The lack of research dollars dedicated to understanding the pathophysiology and treatment of psychiatric disorders is a barrier not only to making significant medical advances for our patients but also to developing the physician-scientist workforce to fuel those advances. The NIH has made tremendous efforts to improve growth and retention of this diminishing workforce. The recent Physician-Scientist Workforce Working Group has set forth recommendations on how the NIH can continue its development and support of this vital resource(9) by addressing remaining challenges. However, the challenges for physician-scientists establishing and then sustaining a productive clinical research career should be cooperatively addressed by all stakeholders (e.g. government, academia, private companies, etc.) who benefit from the medical advances fueled by research dollars.

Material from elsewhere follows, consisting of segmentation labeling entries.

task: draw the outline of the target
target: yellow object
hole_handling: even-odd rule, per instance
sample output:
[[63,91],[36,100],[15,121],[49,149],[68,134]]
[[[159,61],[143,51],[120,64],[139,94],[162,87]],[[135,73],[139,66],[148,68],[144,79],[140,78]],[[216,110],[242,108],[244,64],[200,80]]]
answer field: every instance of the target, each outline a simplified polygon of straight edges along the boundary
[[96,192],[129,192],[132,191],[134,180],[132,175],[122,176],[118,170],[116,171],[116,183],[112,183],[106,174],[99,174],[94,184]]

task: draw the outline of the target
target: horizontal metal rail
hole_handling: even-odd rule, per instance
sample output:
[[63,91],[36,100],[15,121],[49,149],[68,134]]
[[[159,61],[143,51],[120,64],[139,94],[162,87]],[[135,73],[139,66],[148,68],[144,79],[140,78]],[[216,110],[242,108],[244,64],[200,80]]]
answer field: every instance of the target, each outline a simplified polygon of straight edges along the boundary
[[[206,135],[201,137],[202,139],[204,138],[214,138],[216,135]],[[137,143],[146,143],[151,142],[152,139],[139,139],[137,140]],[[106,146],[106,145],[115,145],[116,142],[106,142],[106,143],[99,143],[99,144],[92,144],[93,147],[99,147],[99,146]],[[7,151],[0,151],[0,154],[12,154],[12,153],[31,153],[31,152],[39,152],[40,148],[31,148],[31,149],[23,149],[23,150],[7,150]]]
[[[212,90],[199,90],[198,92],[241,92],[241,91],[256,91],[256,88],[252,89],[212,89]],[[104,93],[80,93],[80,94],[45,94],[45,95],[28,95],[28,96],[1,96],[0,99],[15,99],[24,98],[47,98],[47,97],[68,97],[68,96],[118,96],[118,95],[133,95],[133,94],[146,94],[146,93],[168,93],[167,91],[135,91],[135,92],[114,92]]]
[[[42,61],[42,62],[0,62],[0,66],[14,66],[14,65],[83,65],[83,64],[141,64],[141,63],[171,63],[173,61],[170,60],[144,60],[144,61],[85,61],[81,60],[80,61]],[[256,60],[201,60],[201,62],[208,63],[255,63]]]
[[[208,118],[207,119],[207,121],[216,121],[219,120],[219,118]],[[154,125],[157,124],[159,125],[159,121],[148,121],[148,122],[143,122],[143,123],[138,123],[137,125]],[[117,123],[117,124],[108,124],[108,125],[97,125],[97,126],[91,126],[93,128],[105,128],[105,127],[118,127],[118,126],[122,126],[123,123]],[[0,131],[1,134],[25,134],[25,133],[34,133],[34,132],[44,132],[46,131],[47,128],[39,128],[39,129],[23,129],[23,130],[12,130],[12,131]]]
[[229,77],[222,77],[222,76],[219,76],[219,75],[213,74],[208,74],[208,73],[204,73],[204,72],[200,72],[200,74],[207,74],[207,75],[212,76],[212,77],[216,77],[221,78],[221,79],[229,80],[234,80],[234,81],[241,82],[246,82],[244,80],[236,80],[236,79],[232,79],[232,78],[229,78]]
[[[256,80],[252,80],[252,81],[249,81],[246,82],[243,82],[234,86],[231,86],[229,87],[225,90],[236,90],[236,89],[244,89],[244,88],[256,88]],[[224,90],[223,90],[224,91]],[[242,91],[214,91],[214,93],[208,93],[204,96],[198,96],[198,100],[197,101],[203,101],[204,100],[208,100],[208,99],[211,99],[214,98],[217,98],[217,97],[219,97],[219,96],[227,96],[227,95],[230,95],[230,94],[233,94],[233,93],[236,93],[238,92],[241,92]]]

As a psychiatrist and psychopharmacologist, I provide care for perinatal women with depression and anxiety disorders. The limitations of our field’s current understanding of the pathophysiology and treatment (or prevention) of these disorders, drives me as a physician-scientist to conduct clinical and translational research aimed at improving care for these depressed mothers and their at-risk children. Noble intentions and outstanding science are not sufficient however, to maintaining research funding in this funding climate. In pursuit of my mission to improve patient care through translational research, I utilized research training programs from the NIH since medical school. My research has been made possible through essential NIH, foundation and institutional funding mechanisms aimed at supporting research by physician-scientists. Without future research support, our lab’s advances in unraveling the pathophysiology of perinatal depression and developing novel therapeutics for depressed mothers will be halted.

Acknowledgments

Funding Sources

This work was supported by NIH Grant (5K23MH097794) and NIH L30MH104713-01 awarded to K.M.D.

Footnotes

Declaration of interest

The views expressed in this work are those of the author and do not necessarily reflect the position of the NIH or Acta Psychiatrica Scandinavica.